Le collet enterré est l’une des erreurs les plus fréquentes. Il peut pourrir, surtout dans un sol humide. À l’inverse, des racines laissées à l’air se dessèchent rapidement et le plant végète.
La paille reste un excellent paillage, mais les copeaux, les feuilles sèches ou une toile adaptée conviennent aussi. Gardez simplement quelques centimètres libres autour du collet pour éviter de maintenir une humidité excessive contre le cœur du plant.
Les erreurs qui réduisent la récolte
Planter trop serré donne une impression de générosité au départ, mais le feuillage finit par manquer d’air. Les maladies se développent plus facilement et les fruits touchent davantage le sol. Pour une fraiseraie saine, je préfère laisser de l’espace et supprimer régulièrement les stolons qui ne servent pas au renouvellement des plants.
Un autre piège consiste à enrichir fortement la terre avec un engrais très azoté. Le fraisier produit alors beaucoup de feuilles, mais parfois peu de fleurs et de fruits.
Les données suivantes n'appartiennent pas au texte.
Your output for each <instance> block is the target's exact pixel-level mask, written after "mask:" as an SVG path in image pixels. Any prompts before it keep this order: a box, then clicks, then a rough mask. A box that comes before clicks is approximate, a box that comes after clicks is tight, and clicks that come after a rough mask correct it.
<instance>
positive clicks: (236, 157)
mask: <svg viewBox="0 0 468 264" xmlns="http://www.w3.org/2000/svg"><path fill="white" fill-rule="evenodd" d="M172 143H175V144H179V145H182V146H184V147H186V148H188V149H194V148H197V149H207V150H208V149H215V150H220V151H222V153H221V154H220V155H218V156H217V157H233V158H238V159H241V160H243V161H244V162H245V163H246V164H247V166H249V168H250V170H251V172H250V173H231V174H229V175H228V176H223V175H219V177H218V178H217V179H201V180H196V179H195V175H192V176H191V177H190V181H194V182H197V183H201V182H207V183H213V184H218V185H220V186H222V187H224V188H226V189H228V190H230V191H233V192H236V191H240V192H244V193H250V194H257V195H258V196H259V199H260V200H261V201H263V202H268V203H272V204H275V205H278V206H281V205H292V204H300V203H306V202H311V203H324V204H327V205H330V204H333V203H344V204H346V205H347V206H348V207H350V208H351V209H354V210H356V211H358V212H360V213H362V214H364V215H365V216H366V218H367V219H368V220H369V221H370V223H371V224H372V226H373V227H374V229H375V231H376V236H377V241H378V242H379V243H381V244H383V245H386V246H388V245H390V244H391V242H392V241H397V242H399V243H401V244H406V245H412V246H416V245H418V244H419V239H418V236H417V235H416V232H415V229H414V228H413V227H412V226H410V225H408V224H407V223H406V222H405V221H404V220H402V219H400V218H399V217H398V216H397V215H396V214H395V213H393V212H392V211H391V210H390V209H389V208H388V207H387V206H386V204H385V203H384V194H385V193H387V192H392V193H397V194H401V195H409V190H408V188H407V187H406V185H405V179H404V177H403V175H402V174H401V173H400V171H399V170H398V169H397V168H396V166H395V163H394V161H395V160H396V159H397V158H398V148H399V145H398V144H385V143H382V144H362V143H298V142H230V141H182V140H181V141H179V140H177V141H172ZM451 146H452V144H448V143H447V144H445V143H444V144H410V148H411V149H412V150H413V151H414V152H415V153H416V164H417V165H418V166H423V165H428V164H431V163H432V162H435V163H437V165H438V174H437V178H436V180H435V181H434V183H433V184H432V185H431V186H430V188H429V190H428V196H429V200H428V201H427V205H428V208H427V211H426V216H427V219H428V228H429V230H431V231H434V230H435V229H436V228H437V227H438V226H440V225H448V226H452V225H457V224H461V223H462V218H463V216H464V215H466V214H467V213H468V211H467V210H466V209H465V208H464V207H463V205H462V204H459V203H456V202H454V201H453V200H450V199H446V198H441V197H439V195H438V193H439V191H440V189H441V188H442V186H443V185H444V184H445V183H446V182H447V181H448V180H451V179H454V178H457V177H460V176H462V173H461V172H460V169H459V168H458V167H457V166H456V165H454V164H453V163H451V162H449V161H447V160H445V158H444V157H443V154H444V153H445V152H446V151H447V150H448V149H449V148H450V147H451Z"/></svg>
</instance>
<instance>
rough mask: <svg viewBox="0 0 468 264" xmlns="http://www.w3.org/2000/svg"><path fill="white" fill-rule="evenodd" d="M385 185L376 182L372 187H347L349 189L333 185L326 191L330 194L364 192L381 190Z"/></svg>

Un compost mûr au moment de la plantation, puis une fertilisation équilibrée au printemps, suffit dans la plupart des jardins.
L’arrosage doit rester régulier pendant les premières semaines, surtout en bac ou sous un climat méditerranéen. Il vaut mieux arroser au pied, le matin, que mouiller le feuillage chaque soir. Une terre constamment détrempée est aussi problématique qu’un sol trop sec, car les racines du fraisier manquent rapidement d’oxygène.
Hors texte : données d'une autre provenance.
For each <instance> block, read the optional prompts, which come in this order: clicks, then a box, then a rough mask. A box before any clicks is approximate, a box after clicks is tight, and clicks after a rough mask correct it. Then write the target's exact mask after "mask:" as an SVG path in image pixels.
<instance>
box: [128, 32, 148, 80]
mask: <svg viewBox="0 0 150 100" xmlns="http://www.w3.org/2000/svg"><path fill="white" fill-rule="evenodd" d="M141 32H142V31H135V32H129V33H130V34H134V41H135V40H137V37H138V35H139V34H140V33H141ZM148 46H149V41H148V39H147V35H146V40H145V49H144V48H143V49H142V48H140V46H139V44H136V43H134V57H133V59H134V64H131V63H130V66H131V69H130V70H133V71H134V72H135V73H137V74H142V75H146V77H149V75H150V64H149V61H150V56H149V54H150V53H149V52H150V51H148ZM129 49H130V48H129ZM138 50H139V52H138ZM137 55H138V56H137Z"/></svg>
Enfin, ne replantez pas immédiatement des fraisiers au même endroit. Une rotation de trois à quatre ans limite l’accumulation de maladies et de parasites dans le sol. Une jardinière connectée ou un capteur d’humidité peut aider à suivre les besoins en eau, mais il ne remplace pas l’observation de la terre et des feuilles.
Le bon créneau pour une fraiseraie productive
Pour la plupart des jardins français, je retiendrais une règle simple. Plantez vos fraisiers en septembre ou au début d’octobre, dans une terre fraîche, riche et bien drainée. Cette période offre le meilleur compromis entre enracinement, entretien et récolte future.
Si vous disposez uniquement de plants en godet, le printemps reste possible, en particulier pour les variétés remontantes. Dans le sud de la France, décalez la plantation après les grosses chaleurs et prévoyez un paillage épais ainsi qu’un suivi attentif de l’humidité.
Le calendrier aide beaucoup, mais c’est l’association entre bonne variété, sol drainé, espacement correct et arrosage maîtrisé qui fait réellement la différence. Avec ces quatre repères, même une petite bordure de jardin ou quelques bacs autour d’un espace extérieur peuvent fournir des fraises savoureuses pendant plusieurs semaines.